Imasco Limited
- Formerly: Imperial and Associates, Co.
- Company type: Public
- Traded as: TSX: IMS
- Industry: Tobacco; Restaurants; Pharmacies; Trusts;
- Founded: 1970; 56 years ago
- Defunct: 2000
- Fate: Merged into Imperial Tobacco Canada
- Headquarters: Montreal, Quebec, Canada
- Area served: 42 US states and 42 countries
- Parent: British American Tobacco

= Imasco =

Canadian conglomerate company

Imasco Limited was a Canadian corporation headquartered in Montreal, Quebec, Canada.

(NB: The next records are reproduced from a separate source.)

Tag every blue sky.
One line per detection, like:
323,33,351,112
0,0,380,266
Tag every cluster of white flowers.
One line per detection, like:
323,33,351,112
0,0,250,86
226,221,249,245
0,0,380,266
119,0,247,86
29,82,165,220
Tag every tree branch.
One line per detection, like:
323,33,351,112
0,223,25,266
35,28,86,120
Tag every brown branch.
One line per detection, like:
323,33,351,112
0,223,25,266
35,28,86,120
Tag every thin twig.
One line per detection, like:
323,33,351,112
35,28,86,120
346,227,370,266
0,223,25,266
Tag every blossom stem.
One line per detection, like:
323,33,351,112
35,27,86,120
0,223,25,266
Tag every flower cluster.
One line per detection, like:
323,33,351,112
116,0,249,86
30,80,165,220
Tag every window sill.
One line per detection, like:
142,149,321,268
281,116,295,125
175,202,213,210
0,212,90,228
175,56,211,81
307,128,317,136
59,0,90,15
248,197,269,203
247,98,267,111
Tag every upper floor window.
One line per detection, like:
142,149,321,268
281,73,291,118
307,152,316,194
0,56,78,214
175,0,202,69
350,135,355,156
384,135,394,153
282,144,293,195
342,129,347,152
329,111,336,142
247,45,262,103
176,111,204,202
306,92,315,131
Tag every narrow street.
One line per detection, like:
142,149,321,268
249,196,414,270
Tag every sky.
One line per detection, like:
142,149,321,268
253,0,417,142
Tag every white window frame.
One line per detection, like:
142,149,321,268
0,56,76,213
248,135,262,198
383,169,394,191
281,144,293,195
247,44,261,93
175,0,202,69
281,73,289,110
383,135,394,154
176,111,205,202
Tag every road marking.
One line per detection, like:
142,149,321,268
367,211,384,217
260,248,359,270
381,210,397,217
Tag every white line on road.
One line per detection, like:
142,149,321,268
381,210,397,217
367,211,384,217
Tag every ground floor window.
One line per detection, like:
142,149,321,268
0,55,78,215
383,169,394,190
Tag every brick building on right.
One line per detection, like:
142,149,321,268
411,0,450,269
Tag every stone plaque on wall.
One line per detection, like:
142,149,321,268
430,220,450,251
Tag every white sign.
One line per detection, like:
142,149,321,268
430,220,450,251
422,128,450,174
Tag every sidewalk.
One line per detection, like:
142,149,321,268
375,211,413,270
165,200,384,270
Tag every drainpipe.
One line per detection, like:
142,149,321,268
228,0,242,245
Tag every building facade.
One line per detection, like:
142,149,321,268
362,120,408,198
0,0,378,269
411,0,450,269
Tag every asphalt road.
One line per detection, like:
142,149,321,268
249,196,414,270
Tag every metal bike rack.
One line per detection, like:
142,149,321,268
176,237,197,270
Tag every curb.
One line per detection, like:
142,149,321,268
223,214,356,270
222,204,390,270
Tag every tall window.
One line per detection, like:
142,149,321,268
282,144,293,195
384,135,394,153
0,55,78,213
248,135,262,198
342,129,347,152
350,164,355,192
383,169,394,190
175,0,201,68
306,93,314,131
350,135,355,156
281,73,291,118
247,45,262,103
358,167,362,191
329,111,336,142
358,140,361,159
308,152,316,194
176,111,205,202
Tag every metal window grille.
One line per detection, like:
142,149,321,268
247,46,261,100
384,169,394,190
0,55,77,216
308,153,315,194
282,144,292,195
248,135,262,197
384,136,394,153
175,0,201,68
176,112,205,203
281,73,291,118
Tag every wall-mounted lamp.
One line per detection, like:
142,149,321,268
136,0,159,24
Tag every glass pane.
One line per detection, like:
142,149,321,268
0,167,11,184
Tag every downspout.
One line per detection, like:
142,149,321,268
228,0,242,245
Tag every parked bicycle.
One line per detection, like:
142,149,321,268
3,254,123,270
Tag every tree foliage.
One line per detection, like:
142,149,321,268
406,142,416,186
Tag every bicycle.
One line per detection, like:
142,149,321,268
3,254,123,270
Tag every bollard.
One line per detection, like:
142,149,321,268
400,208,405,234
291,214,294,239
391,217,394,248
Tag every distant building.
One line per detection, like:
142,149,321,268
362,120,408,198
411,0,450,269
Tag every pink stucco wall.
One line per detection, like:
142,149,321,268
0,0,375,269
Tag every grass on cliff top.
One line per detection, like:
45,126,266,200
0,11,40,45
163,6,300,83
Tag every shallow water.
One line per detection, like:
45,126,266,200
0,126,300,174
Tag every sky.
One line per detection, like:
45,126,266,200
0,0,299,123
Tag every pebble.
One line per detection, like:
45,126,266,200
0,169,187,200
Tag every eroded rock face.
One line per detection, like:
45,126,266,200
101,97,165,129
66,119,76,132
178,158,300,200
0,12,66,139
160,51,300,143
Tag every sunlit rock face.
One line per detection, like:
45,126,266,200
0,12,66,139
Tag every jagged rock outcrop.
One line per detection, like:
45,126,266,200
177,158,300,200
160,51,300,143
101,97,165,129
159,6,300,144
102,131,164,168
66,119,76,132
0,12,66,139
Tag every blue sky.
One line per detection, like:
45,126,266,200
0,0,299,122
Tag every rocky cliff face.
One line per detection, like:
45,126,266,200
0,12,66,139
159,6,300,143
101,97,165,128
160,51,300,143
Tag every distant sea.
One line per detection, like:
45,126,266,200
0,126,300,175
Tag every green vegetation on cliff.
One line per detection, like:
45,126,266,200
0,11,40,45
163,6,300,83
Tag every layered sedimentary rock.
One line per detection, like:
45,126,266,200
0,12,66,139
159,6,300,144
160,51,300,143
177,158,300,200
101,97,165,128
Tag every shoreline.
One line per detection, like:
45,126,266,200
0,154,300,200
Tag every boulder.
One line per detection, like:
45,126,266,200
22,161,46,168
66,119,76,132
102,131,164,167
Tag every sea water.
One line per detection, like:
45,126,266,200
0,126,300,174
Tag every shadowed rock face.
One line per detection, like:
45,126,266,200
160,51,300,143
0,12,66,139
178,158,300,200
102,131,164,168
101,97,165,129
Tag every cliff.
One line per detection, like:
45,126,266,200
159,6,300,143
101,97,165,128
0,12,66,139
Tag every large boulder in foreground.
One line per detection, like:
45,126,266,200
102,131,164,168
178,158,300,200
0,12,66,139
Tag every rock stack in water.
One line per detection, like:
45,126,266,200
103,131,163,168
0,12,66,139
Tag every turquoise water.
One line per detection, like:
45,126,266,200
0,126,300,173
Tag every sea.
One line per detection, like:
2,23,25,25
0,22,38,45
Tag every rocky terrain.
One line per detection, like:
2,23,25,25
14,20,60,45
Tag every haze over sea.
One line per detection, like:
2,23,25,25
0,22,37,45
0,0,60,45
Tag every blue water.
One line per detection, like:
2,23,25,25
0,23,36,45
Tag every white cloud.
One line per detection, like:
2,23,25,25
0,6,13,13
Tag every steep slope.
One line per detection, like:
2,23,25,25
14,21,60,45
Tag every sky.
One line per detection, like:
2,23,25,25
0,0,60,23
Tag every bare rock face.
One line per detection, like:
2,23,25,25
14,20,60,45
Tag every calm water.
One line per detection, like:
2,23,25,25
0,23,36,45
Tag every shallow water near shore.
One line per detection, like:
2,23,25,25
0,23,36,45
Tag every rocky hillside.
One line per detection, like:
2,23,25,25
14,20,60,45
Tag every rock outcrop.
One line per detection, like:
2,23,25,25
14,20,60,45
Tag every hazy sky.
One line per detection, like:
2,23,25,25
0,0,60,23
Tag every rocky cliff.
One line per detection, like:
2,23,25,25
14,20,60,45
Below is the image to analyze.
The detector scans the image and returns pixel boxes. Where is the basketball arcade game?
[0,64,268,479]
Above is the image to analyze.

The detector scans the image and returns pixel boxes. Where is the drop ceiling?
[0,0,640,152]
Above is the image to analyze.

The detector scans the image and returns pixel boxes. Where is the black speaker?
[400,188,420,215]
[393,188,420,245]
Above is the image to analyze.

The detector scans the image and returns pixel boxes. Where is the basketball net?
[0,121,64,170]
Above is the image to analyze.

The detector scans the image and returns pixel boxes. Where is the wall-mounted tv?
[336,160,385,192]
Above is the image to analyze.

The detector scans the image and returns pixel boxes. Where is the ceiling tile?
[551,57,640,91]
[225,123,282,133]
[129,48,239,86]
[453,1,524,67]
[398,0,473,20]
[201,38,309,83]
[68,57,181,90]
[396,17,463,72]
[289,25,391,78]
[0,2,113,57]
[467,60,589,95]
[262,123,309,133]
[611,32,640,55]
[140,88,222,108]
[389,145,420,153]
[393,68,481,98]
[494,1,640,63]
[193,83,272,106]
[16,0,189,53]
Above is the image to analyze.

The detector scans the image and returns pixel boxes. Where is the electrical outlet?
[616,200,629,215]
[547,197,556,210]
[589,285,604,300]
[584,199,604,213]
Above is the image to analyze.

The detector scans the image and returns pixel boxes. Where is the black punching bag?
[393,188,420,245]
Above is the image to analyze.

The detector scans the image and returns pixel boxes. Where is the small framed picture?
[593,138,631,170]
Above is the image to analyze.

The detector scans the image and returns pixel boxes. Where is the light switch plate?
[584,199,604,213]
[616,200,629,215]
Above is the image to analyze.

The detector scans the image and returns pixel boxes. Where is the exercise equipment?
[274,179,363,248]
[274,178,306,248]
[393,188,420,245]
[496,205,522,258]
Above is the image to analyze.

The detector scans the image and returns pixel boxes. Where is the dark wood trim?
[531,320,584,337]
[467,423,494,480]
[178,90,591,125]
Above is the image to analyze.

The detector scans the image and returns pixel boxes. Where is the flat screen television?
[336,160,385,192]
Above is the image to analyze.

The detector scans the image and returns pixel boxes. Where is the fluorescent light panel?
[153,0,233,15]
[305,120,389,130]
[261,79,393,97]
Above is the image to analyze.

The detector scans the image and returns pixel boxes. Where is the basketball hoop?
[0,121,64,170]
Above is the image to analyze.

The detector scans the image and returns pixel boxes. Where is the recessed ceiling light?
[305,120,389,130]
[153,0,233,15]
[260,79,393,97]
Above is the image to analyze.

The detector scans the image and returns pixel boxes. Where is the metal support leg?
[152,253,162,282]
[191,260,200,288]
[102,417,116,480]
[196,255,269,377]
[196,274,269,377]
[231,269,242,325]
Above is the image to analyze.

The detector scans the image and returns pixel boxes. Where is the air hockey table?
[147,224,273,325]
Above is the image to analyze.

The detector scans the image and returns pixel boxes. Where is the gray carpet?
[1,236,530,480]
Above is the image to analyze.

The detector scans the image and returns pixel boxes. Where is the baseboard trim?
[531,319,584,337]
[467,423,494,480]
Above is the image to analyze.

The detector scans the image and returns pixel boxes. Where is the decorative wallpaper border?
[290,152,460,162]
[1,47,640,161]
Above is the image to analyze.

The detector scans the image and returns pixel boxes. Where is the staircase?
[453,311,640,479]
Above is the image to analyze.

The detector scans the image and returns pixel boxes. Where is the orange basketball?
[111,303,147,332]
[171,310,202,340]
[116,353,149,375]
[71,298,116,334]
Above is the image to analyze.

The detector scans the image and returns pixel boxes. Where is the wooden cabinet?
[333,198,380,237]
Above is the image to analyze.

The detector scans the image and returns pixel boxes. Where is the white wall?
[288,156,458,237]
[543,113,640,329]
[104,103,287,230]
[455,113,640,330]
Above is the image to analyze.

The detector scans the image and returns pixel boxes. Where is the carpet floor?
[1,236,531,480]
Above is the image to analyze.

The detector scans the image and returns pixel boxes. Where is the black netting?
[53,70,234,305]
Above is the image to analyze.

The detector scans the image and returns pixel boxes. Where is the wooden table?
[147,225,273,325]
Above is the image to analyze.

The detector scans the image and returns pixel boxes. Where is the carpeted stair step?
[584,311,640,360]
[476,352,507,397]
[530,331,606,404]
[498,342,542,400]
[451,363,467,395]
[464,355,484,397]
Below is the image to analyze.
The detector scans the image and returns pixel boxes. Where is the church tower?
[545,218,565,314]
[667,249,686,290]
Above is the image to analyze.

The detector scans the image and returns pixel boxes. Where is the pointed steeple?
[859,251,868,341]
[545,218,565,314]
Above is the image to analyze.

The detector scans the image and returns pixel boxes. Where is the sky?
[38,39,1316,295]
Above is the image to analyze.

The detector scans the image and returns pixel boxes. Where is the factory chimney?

It was founded in 1970 as Imperial and Associates, Co.

==History==
Imasco was the former owner of Imperial Tobacco Canada, Canada Trust, Shoppers Drug Mart, Genstar, and the Hardee's restaurant chain. The company sold Hardee's in 1997 to CKE, Canada Trust in 2000 to Toronto-Dominion Bank and Shopper's Drug Mart in 2000 to a consortium of institutional investors. British American Tobacco, or BAT, had owned 41.5% of Imasco's shares. In 2000, British American Tobacco purchased the remaining 58.5% shares in Imasco and amalgamated the company with Imperial Tobacco Canada Limited.